He's an asshole to everyone?
[G] He's a chihuahua. I don't really know why this is such a surprise.
[J] You saw the dog on the sticker like it's pretty clear this guy fucking sucks.
[G] I mean he's pretty gorgeous, but he's like a rat.
[J] I love him to death. I love him. He hates me. It's a good balance.
[G] Drawing. I'm hoping to do a lot more with that all the time.
It seems pretty cool that your dad's in the techno and drawing and he got you into that.

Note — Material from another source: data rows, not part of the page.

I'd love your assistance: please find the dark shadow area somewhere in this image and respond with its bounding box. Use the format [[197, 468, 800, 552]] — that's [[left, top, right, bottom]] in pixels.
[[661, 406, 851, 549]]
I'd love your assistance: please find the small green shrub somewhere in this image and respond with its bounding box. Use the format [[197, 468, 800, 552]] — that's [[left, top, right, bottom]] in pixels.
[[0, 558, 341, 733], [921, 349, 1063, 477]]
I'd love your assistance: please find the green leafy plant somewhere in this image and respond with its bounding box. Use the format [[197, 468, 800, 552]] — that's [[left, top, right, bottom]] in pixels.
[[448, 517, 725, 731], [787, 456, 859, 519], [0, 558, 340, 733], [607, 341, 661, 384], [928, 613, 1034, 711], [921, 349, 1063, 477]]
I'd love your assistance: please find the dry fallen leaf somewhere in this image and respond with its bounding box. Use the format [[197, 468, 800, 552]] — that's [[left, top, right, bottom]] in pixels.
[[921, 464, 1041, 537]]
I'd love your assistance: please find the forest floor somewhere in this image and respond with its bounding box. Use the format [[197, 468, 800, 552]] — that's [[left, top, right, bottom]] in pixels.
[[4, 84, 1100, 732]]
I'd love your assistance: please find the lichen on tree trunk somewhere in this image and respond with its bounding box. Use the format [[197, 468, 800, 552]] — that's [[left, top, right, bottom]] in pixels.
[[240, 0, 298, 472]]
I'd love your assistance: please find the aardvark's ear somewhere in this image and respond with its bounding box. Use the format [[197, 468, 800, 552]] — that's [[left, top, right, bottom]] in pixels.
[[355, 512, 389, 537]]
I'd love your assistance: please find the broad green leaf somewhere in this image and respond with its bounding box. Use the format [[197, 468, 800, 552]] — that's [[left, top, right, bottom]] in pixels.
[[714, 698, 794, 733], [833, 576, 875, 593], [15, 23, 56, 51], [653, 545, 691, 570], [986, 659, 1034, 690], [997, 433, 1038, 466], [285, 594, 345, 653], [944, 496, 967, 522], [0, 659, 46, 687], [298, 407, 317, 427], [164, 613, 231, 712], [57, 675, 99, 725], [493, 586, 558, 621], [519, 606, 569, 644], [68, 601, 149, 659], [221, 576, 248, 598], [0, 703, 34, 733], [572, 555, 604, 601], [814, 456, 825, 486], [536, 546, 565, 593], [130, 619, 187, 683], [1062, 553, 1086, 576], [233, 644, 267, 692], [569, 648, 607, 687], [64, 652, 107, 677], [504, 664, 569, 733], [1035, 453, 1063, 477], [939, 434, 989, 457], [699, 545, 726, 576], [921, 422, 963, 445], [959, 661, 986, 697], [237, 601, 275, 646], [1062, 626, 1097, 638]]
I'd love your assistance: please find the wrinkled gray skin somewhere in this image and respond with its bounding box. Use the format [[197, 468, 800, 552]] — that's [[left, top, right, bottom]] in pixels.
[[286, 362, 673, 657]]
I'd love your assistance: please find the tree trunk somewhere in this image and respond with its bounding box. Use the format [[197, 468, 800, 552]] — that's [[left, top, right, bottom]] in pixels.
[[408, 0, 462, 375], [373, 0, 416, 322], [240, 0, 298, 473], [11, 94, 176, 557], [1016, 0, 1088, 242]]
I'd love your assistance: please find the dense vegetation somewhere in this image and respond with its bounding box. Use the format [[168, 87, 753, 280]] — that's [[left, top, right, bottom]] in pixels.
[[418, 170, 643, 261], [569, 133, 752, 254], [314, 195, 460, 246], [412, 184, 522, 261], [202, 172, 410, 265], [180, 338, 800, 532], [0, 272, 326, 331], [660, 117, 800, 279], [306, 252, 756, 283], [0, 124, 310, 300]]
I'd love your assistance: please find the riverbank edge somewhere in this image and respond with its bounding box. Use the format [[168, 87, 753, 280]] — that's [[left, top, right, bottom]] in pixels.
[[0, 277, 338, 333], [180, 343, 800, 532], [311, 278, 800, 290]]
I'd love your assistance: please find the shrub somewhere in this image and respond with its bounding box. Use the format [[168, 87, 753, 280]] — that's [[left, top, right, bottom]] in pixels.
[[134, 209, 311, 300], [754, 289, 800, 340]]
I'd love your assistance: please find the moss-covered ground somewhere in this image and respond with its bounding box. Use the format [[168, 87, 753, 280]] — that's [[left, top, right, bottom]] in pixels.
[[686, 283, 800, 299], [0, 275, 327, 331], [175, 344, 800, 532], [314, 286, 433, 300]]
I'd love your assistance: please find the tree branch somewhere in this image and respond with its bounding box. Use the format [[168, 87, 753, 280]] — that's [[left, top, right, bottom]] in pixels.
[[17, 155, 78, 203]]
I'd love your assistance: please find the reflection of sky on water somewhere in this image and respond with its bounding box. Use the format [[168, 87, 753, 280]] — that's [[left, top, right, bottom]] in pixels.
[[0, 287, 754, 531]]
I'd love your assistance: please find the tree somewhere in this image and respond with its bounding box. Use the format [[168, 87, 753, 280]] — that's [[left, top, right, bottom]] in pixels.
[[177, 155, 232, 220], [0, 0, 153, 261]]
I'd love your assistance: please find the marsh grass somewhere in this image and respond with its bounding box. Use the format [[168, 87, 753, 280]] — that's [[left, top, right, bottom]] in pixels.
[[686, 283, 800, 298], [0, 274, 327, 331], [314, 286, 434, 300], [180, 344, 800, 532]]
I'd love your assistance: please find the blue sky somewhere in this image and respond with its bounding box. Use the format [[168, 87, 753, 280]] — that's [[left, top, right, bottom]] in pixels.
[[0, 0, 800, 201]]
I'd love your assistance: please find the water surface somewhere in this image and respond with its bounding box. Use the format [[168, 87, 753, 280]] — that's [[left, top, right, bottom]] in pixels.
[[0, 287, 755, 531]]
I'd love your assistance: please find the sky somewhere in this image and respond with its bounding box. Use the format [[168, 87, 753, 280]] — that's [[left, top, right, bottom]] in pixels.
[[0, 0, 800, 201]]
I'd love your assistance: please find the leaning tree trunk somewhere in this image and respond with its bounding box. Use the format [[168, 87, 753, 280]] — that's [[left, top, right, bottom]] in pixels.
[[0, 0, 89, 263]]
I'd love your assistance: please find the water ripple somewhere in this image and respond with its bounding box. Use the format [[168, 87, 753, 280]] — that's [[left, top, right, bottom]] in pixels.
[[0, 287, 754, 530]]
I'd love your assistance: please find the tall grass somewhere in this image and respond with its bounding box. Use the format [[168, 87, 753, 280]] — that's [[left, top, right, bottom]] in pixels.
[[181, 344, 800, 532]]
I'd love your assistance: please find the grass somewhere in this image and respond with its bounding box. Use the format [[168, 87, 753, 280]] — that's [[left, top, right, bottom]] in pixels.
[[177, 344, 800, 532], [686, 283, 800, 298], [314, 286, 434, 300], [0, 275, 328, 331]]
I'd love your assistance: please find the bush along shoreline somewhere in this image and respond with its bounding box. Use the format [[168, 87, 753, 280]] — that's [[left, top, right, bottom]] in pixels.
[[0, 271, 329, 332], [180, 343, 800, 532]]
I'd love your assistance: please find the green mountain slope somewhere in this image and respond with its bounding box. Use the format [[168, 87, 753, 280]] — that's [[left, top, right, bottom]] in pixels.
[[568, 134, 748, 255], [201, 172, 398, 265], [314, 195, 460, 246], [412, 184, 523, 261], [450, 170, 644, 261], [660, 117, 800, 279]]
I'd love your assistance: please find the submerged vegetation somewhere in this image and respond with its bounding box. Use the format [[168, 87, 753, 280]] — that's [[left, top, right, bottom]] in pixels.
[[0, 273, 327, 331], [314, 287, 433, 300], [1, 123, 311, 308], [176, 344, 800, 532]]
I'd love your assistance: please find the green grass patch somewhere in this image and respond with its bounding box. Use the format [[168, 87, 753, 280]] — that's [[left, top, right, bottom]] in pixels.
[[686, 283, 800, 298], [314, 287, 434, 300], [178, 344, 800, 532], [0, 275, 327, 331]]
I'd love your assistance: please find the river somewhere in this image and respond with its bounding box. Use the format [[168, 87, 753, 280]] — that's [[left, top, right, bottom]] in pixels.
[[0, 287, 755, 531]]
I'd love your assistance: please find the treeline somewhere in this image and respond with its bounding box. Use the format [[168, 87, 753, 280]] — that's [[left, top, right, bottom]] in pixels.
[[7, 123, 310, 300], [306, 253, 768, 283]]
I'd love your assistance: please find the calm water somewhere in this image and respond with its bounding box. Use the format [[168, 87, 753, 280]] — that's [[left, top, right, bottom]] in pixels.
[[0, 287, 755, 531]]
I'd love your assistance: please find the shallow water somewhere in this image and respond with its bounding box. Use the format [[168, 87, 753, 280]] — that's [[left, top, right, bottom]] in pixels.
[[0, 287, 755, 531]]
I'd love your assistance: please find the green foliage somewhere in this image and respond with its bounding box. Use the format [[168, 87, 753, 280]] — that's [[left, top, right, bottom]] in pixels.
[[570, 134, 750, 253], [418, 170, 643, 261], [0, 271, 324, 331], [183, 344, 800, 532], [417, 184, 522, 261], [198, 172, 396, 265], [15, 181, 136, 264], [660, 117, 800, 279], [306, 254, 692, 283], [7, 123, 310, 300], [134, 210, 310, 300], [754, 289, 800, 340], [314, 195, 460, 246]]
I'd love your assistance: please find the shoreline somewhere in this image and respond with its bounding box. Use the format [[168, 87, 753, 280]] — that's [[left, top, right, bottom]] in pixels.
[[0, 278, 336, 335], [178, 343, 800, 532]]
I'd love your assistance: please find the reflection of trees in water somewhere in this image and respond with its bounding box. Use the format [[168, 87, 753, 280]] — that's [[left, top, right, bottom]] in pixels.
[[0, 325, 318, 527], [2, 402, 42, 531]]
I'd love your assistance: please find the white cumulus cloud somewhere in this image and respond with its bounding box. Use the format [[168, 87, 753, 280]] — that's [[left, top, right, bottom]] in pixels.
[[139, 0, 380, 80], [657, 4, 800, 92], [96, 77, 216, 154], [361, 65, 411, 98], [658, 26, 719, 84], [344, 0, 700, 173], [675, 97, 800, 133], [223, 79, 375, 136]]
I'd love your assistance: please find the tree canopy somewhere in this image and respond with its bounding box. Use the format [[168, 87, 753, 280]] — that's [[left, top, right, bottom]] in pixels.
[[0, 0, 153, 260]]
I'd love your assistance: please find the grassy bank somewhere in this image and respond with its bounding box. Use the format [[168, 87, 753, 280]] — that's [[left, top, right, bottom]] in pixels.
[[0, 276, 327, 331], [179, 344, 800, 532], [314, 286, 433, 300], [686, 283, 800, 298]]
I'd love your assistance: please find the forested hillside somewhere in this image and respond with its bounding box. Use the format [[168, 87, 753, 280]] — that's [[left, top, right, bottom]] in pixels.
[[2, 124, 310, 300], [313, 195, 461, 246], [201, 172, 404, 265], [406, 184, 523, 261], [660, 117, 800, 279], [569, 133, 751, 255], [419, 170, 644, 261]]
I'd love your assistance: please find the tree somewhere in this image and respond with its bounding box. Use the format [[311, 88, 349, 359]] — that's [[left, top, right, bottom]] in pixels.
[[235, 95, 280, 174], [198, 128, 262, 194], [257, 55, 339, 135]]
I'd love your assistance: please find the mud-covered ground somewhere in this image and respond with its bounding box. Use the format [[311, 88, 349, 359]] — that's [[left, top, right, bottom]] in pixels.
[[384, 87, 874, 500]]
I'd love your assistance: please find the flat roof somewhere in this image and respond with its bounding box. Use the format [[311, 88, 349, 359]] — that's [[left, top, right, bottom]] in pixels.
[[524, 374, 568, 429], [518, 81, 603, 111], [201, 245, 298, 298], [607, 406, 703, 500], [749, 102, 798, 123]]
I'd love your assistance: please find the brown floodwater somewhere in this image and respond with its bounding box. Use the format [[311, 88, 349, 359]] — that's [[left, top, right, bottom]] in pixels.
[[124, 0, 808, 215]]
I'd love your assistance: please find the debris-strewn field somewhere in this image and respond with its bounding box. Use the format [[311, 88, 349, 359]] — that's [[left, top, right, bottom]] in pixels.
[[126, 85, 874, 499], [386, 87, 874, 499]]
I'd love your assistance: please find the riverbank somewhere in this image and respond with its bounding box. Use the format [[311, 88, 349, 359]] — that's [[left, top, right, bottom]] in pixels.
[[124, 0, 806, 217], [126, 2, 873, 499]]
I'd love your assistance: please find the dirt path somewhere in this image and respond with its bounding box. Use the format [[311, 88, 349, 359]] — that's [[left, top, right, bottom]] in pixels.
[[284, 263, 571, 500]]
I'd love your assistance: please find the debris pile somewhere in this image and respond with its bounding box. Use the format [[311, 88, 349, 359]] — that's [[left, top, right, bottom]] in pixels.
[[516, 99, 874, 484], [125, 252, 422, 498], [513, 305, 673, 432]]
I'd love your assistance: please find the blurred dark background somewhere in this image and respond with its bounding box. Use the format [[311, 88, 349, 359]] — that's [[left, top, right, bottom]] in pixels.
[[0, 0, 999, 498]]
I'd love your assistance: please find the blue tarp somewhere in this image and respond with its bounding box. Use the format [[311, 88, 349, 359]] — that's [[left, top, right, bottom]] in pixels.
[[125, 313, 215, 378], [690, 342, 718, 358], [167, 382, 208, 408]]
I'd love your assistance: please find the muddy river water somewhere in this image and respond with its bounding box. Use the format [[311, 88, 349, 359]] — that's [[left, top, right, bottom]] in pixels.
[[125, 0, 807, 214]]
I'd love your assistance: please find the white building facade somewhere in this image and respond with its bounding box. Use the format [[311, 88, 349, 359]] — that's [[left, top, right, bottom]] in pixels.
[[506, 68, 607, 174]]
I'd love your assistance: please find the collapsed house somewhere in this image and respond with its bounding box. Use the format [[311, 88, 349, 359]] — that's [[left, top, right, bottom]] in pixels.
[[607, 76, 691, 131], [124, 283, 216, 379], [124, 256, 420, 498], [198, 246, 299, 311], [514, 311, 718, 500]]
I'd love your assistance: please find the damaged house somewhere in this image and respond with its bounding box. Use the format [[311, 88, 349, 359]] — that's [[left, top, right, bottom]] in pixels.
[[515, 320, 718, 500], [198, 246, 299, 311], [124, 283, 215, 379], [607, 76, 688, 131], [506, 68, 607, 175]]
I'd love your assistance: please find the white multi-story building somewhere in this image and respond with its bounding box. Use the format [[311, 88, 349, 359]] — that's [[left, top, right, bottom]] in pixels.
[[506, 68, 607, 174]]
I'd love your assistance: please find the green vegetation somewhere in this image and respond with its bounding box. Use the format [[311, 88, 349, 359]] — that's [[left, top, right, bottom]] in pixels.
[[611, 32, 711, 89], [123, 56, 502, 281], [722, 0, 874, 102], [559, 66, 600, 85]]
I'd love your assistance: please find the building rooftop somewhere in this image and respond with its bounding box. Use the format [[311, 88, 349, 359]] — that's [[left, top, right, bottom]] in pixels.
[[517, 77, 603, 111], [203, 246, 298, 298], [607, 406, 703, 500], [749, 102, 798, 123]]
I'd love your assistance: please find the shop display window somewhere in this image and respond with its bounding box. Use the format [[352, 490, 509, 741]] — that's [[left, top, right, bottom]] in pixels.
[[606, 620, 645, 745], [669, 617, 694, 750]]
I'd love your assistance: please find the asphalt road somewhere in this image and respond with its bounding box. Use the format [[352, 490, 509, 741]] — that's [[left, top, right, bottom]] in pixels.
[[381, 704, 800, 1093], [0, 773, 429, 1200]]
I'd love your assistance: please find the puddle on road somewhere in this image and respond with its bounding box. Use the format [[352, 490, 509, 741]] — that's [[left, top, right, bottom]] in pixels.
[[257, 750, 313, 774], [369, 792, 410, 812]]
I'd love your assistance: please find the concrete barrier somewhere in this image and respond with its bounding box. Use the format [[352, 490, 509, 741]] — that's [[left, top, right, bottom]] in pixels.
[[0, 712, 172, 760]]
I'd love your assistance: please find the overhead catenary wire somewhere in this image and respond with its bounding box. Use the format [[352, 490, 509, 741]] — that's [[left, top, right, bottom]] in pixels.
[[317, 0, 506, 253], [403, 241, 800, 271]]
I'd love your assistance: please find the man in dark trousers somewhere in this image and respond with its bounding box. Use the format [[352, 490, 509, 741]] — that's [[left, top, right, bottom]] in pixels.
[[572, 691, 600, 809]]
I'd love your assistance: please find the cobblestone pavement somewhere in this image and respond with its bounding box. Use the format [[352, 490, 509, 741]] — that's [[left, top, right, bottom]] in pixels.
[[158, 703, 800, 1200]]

[G] Well he's incredible. Most of getting into synthesizers and all that was really like, well I don't know, he loves that shit and he never really did any of it and so I was like oh fuck it I'll do it. I will do it. So like I would learn a new thing with a synthesizer. I started with GarageBand on my phone with Jimbo like I said and got Logic like the little trial version on my Macbook and I eventually bought it and every time I learned something new with anything like that I would tell him and be like dad, you gotta check this out. He fucked with that. I mean that's what he likes, and sometimes he would like dumb it down and he was like that's cool but I knew he fucked with it. Yeah and so every time I eventually got into Ableton because of Jimbo for the longest time I did not I was not trusting that. It looked funky and I was an apple head, you know.
[J] Apple head, apple head!
[G] I don't have to pay for updates and all that, you know, but then Jimbo let me... There's some kind of like...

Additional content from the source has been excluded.